Suppose you have a choice between four bond portfolios: Portfolio A is composed of five 10-year bonds with a $1000 face value and annual coupons paying 9%, and five 5-year bonds with a $1000 face value and annual coupons paying 10%. Portfolio B is composed of ten 10-year coupon bonds with a $1000 face value with annual coupons paying 9%. Portfolio C is composed of five 10-year bonds with a face value of $1000 and coupons paying 9%, and a 10-year bond with a face value of $5000 and coupon paying 10%. Portfolio D is composed of a one 10-year $10,000 bond paying 9.25%. Which portfolio has the highest duration?

Answer 1

Portfolio A: 5 numbers of 10-year bonds @ 9% coupon + 5 numbers of 5-year bonds @ 10% coupon

Portfolio B: 10 numbers of 10-year bonds @ 9% coupon

Portfolio C: 5 numbers of 10-year bonds @ 9% coupon + 1 number of 10-year bond @10% coupon

Portfolio D: 1 number of 10-year bonds @ 9.25% coupon

Recall:

• All else being same, higher the coupon rate, lower is the duration.
• All else being same, lower the term to maturity, lower will be the duration.
• Duration of a portfolio of bonds = Weighted average duration of the individual bonds in the portfolio

Portfolio A has 5 years bond in it. These bonds will lower the weighted average duration. Hence, A will have the least duration.
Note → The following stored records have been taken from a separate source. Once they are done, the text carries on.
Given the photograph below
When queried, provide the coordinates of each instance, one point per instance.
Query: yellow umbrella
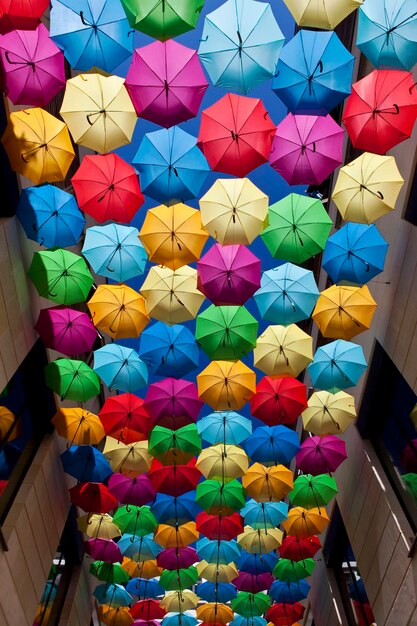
(118, 310)
(326, 14)
(283, 351)
(172, 297)
(38, 146)
(225, 385)
(329, 413)
(343, 312)
(268, 484)
(99, 112)
(234, 211)
(79, 426)
(367, 188)
(173, 236)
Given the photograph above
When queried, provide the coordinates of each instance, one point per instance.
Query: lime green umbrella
(163, 19)
(298, 228)
(72, 380)
(61, 276)
(226, 332)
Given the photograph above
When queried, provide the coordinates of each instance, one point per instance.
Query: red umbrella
(278, 400)
(236, 134)
(381, 111)
(107, 188)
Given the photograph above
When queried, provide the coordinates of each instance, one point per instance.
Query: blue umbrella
(337, 365)
(355, 253)
(240, 45)
(169, 350)
(120, 368)
(387, 33)
(314, 73)
(288, 294)
(115, 251)
(92, 33)
(50, 216)
(86, 464)
(171, 166)
(272, 444)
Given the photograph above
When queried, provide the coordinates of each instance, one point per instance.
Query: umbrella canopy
(171, 167)
(236, 134)
(107, 188)
(307, 148)
(240, 45)
(314, 73)
(367, 188)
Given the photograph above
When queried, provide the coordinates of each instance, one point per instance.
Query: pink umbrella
(33, 66)
(166, 83)
(306, 148)
(66, 330)
(228, 274)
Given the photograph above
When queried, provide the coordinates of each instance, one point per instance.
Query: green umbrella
(61, 276)
(163, 19)
(226, 332)
(313, 491)
(298, 228)
(72, 380)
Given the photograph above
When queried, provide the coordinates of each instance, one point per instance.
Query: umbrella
(166, 83)
(337, 365)
(287, 294)
(381, 111)
(367, 188)
(298, 228)
(38, 146)
(314, 73)
(343, 312)
(172, 296)
(240, 45)
(61, 276)
(91, 34)
(355, 253)
(236, 134)
(107, 188)
(171, 167)
(228, 274)
(120, 368)
(307, 148)
(169, 350)
(66, 330)
(173, 236)
(98, 111)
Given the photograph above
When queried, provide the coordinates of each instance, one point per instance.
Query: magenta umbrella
(228, 274)
(166, 83)
(306, 148)
(33, 66)
(66, 330)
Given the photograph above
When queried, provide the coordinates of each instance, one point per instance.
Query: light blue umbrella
(92, 33)
(115, 251)
(120, 368)
(314, 73)
(387, 33)
(337, 365)
(172, 168)
(50, 216)
(240, 45)
(355, 253)
(288, 294)
(169, 350)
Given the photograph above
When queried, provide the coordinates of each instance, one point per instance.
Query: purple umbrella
(228, 274)
(306, 148)
(33, 66)
(166, 83)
B, C & D all have 10 years maturity bonds. D has bonds @ 9.25% coupon. Higher coupon bonds will have lower duration. Hence, D's duration is lower than that of B & C.

B has all the bonds of 9% coupon while C has one bond of higher coupon (10%). The presence of this bond will lower the weighted average of the duration and hence C will have lower duration than B.

Hence, portfolio B has the highest duration.